I like to think of games like food. Everyone has different tastes, and there are rarely simple guidelines that will satisfy everyone. The guidelines that do work most of the time tend to be fairly trivial (e.g. “don’t eat moldy things”). Otherwise, it’s a complex art. So instead of looking for “guidelines” and rules for “what makes a good game”, I think it’s more helpful and productive to try and understand the “big picture” of the game design space. This means learning about all sorts of game design philosophies, some of which you will like and some of which you won’t. This also means trying to get an idea of how many people in a given market like what kinds of designs. If you’re going for mass market, you should probably design with the pieces that seem to appeal to the mass market (WoW, FarmVille). But if you’re OK with a smaller market and want to focus on a genre that you’re personally interested in, then it helps to understand that space as well and how it fits in with everything else. These are all things you can discuss and learn about, and I think as designers, we absolutely should so we can explore the design space with agility.

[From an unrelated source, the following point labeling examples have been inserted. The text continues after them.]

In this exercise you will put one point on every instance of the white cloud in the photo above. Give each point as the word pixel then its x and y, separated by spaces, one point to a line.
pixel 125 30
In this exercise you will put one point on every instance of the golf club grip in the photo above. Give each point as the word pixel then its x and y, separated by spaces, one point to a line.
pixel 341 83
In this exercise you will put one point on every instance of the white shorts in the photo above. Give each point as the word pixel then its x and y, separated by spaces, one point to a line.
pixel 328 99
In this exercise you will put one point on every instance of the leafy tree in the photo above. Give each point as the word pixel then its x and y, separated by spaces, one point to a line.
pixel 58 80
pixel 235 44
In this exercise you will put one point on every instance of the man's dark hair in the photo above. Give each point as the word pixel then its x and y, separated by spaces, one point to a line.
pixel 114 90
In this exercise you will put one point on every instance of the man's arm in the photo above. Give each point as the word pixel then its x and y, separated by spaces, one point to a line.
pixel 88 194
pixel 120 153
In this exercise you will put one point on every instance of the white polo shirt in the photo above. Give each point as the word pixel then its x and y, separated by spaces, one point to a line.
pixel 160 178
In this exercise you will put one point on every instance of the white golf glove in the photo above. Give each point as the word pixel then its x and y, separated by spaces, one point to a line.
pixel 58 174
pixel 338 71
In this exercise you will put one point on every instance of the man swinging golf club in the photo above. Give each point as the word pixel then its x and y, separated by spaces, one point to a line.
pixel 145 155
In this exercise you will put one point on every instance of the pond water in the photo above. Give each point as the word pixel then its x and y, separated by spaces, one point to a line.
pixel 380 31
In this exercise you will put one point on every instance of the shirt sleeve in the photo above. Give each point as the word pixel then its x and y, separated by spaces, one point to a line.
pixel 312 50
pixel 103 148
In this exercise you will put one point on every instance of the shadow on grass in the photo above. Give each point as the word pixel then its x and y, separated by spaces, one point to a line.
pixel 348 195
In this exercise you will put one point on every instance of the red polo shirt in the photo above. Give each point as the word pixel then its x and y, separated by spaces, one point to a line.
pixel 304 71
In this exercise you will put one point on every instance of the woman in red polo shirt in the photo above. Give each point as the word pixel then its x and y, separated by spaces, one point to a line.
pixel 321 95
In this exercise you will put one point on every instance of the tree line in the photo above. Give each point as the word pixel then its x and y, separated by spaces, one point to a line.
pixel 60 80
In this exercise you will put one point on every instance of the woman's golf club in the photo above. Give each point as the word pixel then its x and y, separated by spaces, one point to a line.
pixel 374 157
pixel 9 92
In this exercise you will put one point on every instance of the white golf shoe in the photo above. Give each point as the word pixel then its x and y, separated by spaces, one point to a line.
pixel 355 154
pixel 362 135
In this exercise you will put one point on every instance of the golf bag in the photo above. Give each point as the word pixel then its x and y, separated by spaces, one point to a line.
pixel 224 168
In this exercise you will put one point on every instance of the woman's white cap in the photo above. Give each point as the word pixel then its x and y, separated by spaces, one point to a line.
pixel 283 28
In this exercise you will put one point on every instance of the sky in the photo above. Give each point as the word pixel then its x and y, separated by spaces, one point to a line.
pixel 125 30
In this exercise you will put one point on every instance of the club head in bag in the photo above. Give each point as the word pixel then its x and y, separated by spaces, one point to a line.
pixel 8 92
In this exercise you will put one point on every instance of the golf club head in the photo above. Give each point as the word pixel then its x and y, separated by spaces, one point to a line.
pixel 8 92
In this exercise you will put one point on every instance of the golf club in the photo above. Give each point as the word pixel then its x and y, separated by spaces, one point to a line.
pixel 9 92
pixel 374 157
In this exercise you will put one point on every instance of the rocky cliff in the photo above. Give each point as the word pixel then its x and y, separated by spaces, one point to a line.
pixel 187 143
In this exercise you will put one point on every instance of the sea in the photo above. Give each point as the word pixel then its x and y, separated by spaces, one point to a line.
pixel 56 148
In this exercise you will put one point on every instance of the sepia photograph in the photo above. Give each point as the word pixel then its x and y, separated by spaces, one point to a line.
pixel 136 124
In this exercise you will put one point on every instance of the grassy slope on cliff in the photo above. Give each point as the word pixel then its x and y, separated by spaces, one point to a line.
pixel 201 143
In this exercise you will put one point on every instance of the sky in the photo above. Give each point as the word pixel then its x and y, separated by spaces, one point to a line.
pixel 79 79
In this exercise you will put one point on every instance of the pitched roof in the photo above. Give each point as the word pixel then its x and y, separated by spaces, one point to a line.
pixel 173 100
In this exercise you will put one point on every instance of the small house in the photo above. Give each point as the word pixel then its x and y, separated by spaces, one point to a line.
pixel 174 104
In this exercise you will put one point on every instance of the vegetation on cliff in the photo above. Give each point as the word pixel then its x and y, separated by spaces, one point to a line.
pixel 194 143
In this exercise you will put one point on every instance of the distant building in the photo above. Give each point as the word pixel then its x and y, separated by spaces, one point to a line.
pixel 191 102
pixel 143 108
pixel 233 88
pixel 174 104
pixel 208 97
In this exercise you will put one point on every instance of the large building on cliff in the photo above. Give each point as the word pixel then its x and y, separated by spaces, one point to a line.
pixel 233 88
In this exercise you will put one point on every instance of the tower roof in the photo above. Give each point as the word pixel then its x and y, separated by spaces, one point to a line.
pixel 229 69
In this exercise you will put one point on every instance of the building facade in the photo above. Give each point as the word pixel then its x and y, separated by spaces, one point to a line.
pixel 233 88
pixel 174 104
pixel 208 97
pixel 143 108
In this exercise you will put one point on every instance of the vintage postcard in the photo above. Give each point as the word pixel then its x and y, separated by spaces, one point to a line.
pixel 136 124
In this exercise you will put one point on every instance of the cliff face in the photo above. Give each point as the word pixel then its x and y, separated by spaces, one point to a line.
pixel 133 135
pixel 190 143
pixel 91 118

And the most exciting thing about video games right now? There is so much of the design space that we haven’t explored. Just look at how many awesomely creative indie games come out every year!

Results from my first day of public pre-alpha testing

Overall lesson: I have a ton of work to do 🙂 I got about 50 plays and 12 replies (from reddit and TIGSource forums). People dug the idea and the puzzles, but I really need to fix the collision issues. Buggy physics really killed the experience for some people and made them stop playing (I really, really appreciate the honest feedback). That’s gonna be priority #1 for the near future, and I’ll probably post some tech-heavy notes about it.

I used Playtomic to track some play stats, and here’s a plot of # of times people entered a level:

As expected, I lose about half the players half way through. But what’s with the first level getting so little love? Well, it’s pretty clear when you look at the level select layout:

This is how you start in the level select hub each time. Players probably figured that the introductory level was actually level 1 because you start to the right of it, and thus didn’t bother going “back” to it. Fascinating 🙂